This feels like a question that is both simple and duplicate but I can't find an answer or a previous version of the question.
Suppose we are given some PDE, for example Laplace's Equation in polar coordinates, $$ \nabla^2 u = \frac{\partial^2u}{\partial r^2} + \frac{1}{r} \frac{\partial u}{\partial r} + \frac{1}{r^2} \frac{\partial^2u}{\partial \theta^2} = 0. $$ The usual way to solve this kind of equation is to posit a separated solution $$u(r,\theta) = R(r)\Theta(\theta).$$ We then get something like $$(R'' + \frac{1}{r} R') \Theta = -\frac{R}{r}\Theta''.$$ At this point we usually divide by $$\frac{\Theta R}{r}$$ to find two ODEs.
Now, I can see that $\Theta R$ can't be the zero function (well, maybe it can be, but we don't like them zero solutions). But what if $\Theta R$ is zero at some specific point? Are we looking for solutions that are everywhere non-zero?
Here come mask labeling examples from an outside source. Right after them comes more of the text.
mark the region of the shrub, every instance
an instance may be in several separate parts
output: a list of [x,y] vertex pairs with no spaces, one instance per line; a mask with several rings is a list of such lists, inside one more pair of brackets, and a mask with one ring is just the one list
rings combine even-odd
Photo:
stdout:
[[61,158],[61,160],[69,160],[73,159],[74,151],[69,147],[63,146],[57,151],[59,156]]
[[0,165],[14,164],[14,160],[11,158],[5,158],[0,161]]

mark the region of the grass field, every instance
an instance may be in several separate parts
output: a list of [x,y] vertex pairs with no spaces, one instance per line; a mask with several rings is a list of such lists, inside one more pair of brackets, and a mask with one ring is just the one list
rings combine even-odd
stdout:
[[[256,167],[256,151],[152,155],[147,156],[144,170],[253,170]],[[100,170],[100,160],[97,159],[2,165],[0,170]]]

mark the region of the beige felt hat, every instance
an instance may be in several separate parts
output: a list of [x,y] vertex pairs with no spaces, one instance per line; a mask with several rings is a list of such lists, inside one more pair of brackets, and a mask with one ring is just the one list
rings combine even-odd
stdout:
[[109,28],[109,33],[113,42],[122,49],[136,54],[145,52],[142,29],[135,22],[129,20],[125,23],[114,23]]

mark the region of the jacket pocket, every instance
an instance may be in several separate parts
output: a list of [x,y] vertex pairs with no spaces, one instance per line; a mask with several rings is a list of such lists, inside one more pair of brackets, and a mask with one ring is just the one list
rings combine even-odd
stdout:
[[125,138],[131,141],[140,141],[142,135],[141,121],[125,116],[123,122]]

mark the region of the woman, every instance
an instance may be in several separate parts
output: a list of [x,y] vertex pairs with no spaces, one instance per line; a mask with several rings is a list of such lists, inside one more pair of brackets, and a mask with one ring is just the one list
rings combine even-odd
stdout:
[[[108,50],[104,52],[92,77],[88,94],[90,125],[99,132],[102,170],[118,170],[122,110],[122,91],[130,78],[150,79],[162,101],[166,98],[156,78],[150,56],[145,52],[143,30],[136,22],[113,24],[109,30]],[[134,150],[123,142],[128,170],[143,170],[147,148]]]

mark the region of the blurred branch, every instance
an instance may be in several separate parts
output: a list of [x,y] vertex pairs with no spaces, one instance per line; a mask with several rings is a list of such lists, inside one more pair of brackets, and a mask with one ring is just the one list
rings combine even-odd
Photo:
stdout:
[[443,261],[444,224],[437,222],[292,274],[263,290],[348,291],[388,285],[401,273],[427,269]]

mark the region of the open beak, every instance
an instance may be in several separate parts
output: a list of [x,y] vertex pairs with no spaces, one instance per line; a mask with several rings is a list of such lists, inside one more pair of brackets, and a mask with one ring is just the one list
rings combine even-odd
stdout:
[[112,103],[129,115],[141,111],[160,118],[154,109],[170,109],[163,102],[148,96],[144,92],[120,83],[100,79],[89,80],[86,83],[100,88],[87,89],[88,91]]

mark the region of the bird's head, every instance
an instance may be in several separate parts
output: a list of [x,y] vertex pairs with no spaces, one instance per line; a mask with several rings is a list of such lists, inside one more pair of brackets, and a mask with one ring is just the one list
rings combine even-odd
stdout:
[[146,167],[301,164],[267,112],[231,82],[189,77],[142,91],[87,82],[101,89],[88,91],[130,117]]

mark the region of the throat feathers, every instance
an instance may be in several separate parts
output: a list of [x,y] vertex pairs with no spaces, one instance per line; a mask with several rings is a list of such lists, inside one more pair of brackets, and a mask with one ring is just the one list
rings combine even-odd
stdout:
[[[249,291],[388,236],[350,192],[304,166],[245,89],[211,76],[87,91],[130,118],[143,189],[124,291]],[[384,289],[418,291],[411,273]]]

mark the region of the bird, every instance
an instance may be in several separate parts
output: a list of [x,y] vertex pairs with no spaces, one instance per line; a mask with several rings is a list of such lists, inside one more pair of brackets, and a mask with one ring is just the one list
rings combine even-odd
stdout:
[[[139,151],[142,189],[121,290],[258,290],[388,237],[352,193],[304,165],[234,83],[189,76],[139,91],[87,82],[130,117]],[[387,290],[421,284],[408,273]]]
For example, the exercise that I am working on right now is the above problem on the half-sphere $$ H = \{ (x,y)\ | \ x^2 +y^2 \leq a, y \geq 0 \},$$ with boundary conditions $$u(a,\theta) = \sin \theta,$$ $$ u(r,0) = u(r,\pi) = 0.$$
To summarize: I know how to solve the problem, I just don't know how to justify the dividing by $\Theta R$. I can think of one argument: we can try if the answer we get is a solution by substituting in the original equation later. But then it is not clear in general if we have lost any solutions?
Thanks for any help in advance.
At the point "We get something like $\ldots$" we need the following Lemma, written out in terms of variables $x$ and $y$ instead of $r$ and $\theta$:
Lemma. Let $I$ and $J$ be intervals on the $x$-, resp., the $y$-axis. Assume that $$a(x)b(y)=c(x)d(y)\qquad\forall x\in I,\quad\forall y\in J\tag{1}$$ with both sides $\ne0$ for at least one point $(x_0,y_0)$. Then there is a constant $\mu\ne0$ with $$c(x)=\mu a(x)\quad(x\in I),\qquad b(y)=\mu d(y)\quad(y\in J)\ .$$ Proof. Put $x:=x_0$ in $(1)$ and obtain $$b(y)={c(x_0)d(y)\over a(x_0)}\quad(y\in J)$$ and therefore $b(y)=\mu d(y)$ $(y\in J)$ with $\mu={\displaystyle{c(x_0)\over a(x_0)}}\ne0$. Now put $y:=y_0$ in $(1)$ and obtain $$a(x)\>\mu d(y_0)=c(x) d(y_0)\quad(x\in I)\ .$$ This implies $c(x)=\mu a(x)$ $(x\in I)$, as claimed.